Mark Wolraich, the lead author, is quoted as follows justifying the guidelines: "Because of greater awareness about ADHD and better ways of diagnosing and treating this disorder, more children are being helped. Treating children at a young age is important, because when we can identify them earlier and provide appropriate treatment, we can increase their chances of succeeding in school."

Clearly, he is touting the benefits (which certainly may be appreciable for some), but ignoring the risks (which may be appreciable for others), and the fact that very little research has been done to assess the accuracy of diagnosis and the safety of medication in very young children — especially in general practice settings. 
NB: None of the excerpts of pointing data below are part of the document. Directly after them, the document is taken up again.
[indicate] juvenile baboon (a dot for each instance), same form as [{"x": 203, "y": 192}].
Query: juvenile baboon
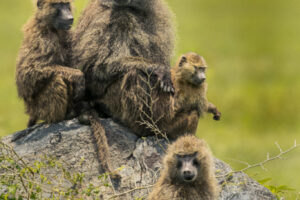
[
  {"x": 190, "y": 99},
  {"x": 188, "y": 172},
  {"x": 115, "y": 42},
  {"x": 49, "y": 88}
]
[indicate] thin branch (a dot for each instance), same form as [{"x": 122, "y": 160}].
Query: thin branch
[{"x": 267, "y": 160}]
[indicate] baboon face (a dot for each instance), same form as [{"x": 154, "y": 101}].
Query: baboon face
[
  {"x": 193, "y": 69},
  {"x": 63, "y": 19},
  {"x": 58, "y": 15},
  {"x": 126, "y": 3},
  {"x": 187, "y": 167}
]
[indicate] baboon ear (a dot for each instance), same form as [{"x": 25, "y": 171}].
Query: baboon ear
[
  {"x": 39, "y": 4},
  {"x": 182, "y": 61}
]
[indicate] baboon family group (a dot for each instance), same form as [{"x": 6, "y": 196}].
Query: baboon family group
[{"x": 116, "y": 63}]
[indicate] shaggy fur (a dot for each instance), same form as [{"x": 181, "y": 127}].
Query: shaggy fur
[
  {"x": 117, "y": 45},
  {"x": 44, "y": 81},
  {"x": 190, "y": 98},
  {"x": 169, "y": 187}
]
The AAP guidelines do take the useful precaution of recommending a first line trial of behavioral interventions in preschool children with stimulants to be used later only for those with moderate to severe symptoms which have not improved after behavior therapy. But experience suggests that these cautions will be widely ignored in busy everyday practice, especially because behavioral approaches are usually unavailable and medication is so highly promoted and readily available.

Thus, despite its caveats and good intentions, the AAP guideline will surely invite an inappropriate glut of medication for preschoolers. And we will be largely flying blind about its impact. Much more study and cautious consideration of the risks and unintended consequences should have preceded the issuance of prestigious guidelines so likely to greatly influence practice habits. 
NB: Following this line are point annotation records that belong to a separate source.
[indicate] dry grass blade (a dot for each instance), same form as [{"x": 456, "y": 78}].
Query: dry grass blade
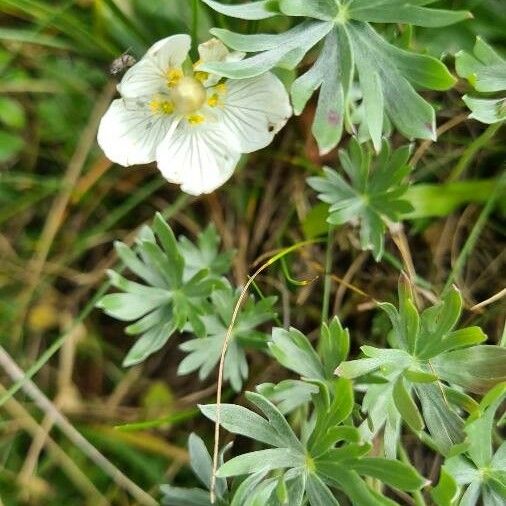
[
  {"x": 230, "y": 328},
  {"x": 16, "y": 374}
]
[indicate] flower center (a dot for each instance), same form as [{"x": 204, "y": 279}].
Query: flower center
[{"x": 188, "y": 95}]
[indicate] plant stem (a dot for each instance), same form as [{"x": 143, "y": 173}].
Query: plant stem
[
  {"x": 328, "y": 274},
  {"x": 471, "y": 151},
  {"x": 474, "y": 235},
  {"x": 195, "y": 19}
]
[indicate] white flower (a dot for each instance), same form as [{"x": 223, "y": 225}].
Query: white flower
[{"x": 195, "y": 125}]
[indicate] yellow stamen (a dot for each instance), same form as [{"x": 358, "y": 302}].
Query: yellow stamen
[
  {"x": 221, "y": 88},
  {"x": 195, "y": 119},
  {"x": 213, "y": 100},
  {"x": 173, "y": 77},
  {"x": 201, "y": 76},
  {"x": 161, "y": 106}
]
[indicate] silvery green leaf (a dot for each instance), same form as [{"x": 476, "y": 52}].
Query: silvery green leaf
[
  {"x": 373, "y": 195},
  {"x": 275, "y": 48},
  {"x": 486, "y": 110},
  {"x": 177, "y": 496},
  {"x": 485, "y": 69},
  {"x": 261, "y": 9},
  {"x": 393, "y": 12},
  {"x": 239, "y": 420},
  {"x": 410, "y": 113},
  {"x": 444, "y": 424},
  {"x": 318, "y": 9},
  {"x": 262, "y": 460},
  {"x": 292, "y": 349},
  {"x": 318, "y": 493},
  {"x": 386, "y": 73},
  {"x": 167, "y": 296}
]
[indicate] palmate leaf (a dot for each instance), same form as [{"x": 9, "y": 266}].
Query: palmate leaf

How could the AAP experts in ADD go so far wrong? It really should be no surprise — the ADD experts working on DSM-5 are making precisely the same kind of expansive, reckless mistakes. These poorly conceived AAP guidelines confirm the folly of placing responsibility for important public health decisions solely in the hands of highly specialized experts who have worked only in university settings. Experts are almost always hopelessly naοve about how their guidelines will be misused in real life. We have already experienced a vast expansion in the diagnosis and medication treatment of ADD and these new AAP guidelines will encourage a further feeding frenzy of aggressive marketing by drug companies. 

The cautions included in the guidelines to protect against the first line use of medications will be routinely ignored, many young kids will be carelessly diagnosed and they will receive unnecessary medication. The evidence that drugs are safe in preschoolers and will be judiciously prescribed in everyday practice is ridiculously incomplete. The ADD diagnosis will doubtless often be made prematurely in very young children who will then receive unnecessary and potentially harmful medication. If any diagnostic or treatment guideline can possibly be misused it will be — especially once drug company marketing distorts its intended use. 
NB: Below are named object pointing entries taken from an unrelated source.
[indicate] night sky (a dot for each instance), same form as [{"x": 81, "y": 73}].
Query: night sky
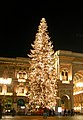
[{"x": 19, "y": 23}]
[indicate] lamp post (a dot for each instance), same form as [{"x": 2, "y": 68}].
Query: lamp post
[{"x": 5, "y": 82}]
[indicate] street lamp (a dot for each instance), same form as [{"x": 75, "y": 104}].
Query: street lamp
[{"x": 5, "y": 82}]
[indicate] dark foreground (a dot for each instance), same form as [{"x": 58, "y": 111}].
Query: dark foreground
[{"x": 76, "y": 117}]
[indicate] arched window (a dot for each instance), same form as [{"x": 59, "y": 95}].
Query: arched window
[{"x": 64, "y": 75}]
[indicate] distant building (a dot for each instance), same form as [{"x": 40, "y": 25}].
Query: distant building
[{"x": 14, "y": 81}]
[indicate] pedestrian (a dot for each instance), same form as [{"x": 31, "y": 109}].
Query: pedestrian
[
  {"x": 13, "y": 112},
  {"x": 1, "y": 110}
]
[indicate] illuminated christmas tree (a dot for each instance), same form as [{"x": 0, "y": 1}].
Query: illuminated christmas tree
[{"x": 42, "y": 77}]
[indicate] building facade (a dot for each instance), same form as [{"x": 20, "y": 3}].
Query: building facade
[{"x": 14, "y": 80}]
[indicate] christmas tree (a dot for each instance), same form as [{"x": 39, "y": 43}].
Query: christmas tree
[{"x": 42, "y": 76}]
The recklessness of the AAP in producing this treatment guideline for ADD and of the American Psychiatric Association in reducing the thresholds for the DSM-5 diagnosis for ADD together prove that important public health decisions cannot be entrusted to narrowly focused professional organizations. Experts on any topic have an inherent intellectual conflict of interest that prevents them from performing properly balanced and unbiased risk benefit analyses. They consistently tend to exaggerate the benefits and ignore the risks of their suggestions — especially as these will play out in general practice. Experts drawn from pediatrics and psychiatry are needed to inform, but should not exclusively control, the development of the diagnostic and treatment guidelines for ADD. 

In my view, the AAP treatment guidelines and the DSM 5 diagnostic guidelines both need to be tightened before they will fit for use by the average practitioner. In their current form, both are far too expansive and far too risky. They are best ignored.